お昼と サービスで
カランコロ~ン
ドアを開いて店内へ足を踏み入れると、ドアの装飾からそんな音が聞こえてくる。その音で既に店内にいた人の何人かはこっちを見てきた。でも知り合いではないことが分かると、すぐに違う方向へと向き直る。ただ、こっちを妙な視線で見つめたままの髭面もいた。
そう、俺の父親だ。
始めはこっちを驚いたような表情で見てきていたが、忌々しそうに、そして段々とめんどくさそうな表情へと変化していった。

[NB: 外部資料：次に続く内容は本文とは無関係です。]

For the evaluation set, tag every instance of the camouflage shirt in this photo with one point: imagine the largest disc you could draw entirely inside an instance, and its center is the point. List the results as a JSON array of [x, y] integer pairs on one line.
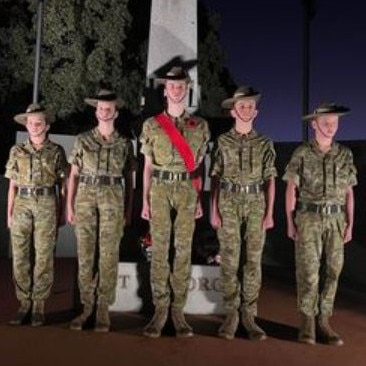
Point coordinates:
[[156, 143], [95, 156], [243, 159], [321, 177], [36, 168]]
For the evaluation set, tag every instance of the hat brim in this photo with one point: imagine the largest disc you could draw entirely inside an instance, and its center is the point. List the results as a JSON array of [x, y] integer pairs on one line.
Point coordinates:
[[161, 81], [230, 102], [94, 101], [310, 117], [22, 117]]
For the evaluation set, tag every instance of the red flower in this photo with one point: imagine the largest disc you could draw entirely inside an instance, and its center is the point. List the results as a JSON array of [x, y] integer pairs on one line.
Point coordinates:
[[191, 123]]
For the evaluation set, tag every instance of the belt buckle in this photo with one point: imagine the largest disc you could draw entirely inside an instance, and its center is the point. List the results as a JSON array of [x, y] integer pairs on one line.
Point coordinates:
[[244, 189], [326, 209]]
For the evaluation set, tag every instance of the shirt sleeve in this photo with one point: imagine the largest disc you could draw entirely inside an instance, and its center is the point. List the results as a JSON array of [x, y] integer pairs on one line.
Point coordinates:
[[352, 170], [206, 138], [130, 164], [11, 168], [76, 155], [269, 168], [146, 139], [217, 165], [62, 165]]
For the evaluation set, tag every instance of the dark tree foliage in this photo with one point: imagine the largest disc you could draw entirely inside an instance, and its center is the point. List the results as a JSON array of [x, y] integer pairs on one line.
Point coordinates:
[[88, 44]]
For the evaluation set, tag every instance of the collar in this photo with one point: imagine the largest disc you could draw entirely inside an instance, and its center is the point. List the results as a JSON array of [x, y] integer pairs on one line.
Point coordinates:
[[334, 147], [249, 136]]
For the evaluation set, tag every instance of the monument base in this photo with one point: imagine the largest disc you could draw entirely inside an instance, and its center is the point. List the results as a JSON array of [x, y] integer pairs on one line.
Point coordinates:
[[133, 289]]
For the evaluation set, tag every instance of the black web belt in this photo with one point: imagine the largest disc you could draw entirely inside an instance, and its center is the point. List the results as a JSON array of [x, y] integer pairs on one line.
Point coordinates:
[[167, 175], [325, 209], [254, 188], [36, 191], [105, 180]]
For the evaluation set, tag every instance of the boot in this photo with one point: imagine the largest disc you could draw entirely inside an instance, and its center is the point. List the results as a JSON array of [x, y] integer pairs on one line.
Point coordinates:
[[22, 313], [307, 329], [327, 333], [38, 317], [156, 324], [229, 326], [255, 333], [78, 322], [182, 328], [102, 322]]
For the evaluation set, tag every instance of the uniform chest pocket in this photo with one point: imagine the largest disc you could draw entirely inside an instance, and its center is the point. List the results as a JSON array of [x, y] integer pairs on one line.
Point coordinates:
[[24, 164], [117, 159], [231, 161], [312, 176], [91, 157], [341, 176], [163, 149]]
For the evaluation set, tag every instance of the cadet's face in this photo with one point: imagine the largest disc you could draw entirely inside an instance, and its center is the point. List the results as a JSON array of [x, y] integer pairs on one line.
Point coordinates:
[[326, 125], [36, 125], [176, 90], [245, 110], [106, 111]]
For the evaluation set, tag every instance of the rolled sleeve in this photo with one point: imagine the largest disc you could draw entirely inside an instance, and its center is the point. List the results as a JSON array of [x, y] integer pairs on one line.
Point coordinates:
[[269, 170]]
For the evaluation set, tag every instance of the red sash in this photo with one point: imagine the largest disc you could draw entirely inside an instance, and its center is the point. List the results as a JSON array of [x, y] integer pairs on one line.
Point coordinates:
[[181, 145]]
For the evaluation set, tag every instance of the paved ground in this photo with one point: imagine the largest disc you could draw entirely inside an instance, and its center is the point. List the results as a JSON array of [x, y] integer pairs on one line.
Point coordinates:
[[54, 344]]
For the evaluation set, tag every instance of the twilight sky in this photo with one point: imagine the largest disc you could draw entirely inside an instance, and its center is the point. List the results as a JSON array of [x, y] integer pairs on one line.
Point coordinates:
[[262, 40]]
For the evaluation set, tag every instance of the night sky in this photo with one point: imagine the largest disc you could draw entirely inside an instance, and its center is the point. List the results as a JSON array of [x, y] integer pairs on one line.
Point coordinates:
[[263, 44]]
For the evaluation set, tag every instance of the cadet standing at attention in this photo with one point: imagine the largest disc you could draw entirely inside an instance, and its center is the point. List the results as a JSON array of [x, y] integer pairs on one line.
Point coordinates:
[[37, 170], [100, 178], [243, 192], [319, 207], [174, 144]]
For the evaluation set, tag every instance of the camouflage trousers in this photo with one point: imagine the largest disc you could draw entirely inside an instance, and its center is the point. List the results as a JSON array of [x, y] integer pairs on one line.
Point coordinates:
[[318, 236], [33, 237], [99, 229], [182, 197], [241, 240]]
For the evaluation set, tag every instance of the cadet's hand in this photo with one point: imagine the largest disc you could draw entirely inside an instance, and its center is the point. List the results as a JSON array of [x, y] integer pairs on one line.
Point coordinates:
[[347, 236], [145, 213], [291, 230], [216, 220], [199, 211], [268, 222]]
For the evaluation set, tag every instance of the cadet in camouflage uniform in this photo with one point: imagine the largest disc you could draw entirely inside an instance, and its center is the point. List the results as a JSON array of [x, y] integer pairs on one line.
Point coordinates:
[[37, 170], [319, 208], [99, 160], [243, 189], [167, 187]]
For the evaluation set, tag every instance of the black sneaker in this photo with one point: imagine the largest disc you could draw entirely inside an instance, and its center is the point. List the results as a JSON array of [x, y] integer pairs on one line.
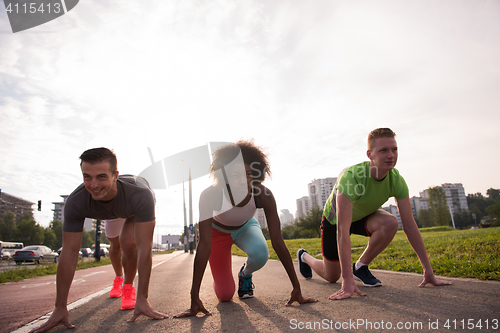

ごめんね、来ちゃった。でもね、自分だけ逃げるだなんて許さないんだからっ♪
そんな父の視線はそのままに、俺と母さんは空いてる席に座った。少しすると、水を汲みに父がやってきた。そして…
「なんでお前ら来たんだ?」
そんな言葉が父から飛んできた。その言葉に母さんが歯向かう。違うか…、立場的に。
「そんなのお昼食べるために決まってるじゃない。」
「それはそうだが…。」
父の声色から、”来んなよ、めんどくさせぇ”ってのがひしひしと伝わってきた。母さんもちゃんと気づいたみたいだ。
「それとも何?私たちに来てほしくなかったの?」
「いやぁ、そんなことは…」
歯切れの悪い言葉を父が返す。お父様、分かりやすすぎますよ。
「あとね、今の私たちは神様なのよ?もっと敬って応対しなさい。」
「………」
父は絶句した。すごく複雑な表情をしている。
めっちゃ嫌な客だろうな。しかもこれ言ってきてるのが自分の妻という。なんとも言えない気分に違いない。たいへんだなー。
「返事は?」
「はぃ…。」
「よろしい。」
満足気な表情をしている母さんとは対照的に、父眉をしかめている。そんな父が口を開く。
「ご注文は何に致しましょう。」
お~。
父から出てくるとは思えないすごく上品な言葉が出てきた。効果は絶大みたいだ。
「そうねぇ、ルート決まった?」
「まだ~。」
母さんから聞かれるが、そんなすぐ決まんないよ。
「そう、ならお任せでいいわ。」
「「えっ!?」」
まさかの?
「あなたのおすすめでお願い。」
「マジか…」
父が呆気に取られている。
「マジよ。おいしいものでお願いね。」
しかも要求がかなり高いっていう。下手したら一番めんどくさいやつかもしれない。いや、下手しなくてもか。だって、好き嫌いも考えないといけないからなかなかにめんどい。
「ご予算は…?」
「上限なんてあるわけないじゃない。だって、あなたの給料から天引きで食べるんだから。」
「はっ!?」
わーお、えぐっ。しかも他人のご飯から天引きって…。これがよく聞くやりがい搾取か(違う)。なかなかにきつい。
「分かった?」
「いやっ、それは…」
「分かった?」
「はい…。」
父が文句を言おうとするのを、母さんが黙らした。
「では、少々お待ちください。」
そう言って、父がとぼとぼと立ち去ろうとする。猫背で前傾姿勢になっているから、後ろから見たらすごく悲しそうなのが伝わってくる。まぁ、可哀相だよなぁと思っていたら、白い歯が光っているのが斜め後ろから見て取れた。
ん?一瞬、笑ってたような…。
「ねぇ、あなた…」
母さんが父を呼び留めた。
「変な小細工とかはしないでよね。そう、例えば安いの頼んだりとか、ね。」
ピクッと父の体が跳ねた。どうやら図星だったみたいだ。顔は全く見えないけど、絶対今焦った顔っていうのがわかる。
「そ、そんなことするわけないだろ。俺がそんなのすると思ってたのか~?」
いつもと違うイントネーションで父から言葉が返ってくる。する気だったのか。いや、まぁ、いいんだけどね。父のおごりだし。
「いや、なんとなくね、言っただけよ。」
「そうか~。そんな驚かせること言うなんて、ルシアも人が悪いな~。」
父が笑顔で返すけど、どこか無理したような笑顔だった。
「ごめんなさいね。でも安心して、ちゃんと私あなたのこと信じてるから。」
母さんの言葉を聞いて、変わらない笑顔のまま父は厨房へと帰っていった。
可哀相に…
こうして、父はいつも通り母さんの無茶に付き合わされるのであった。
あっ、お父様、美味しいものでお願いします。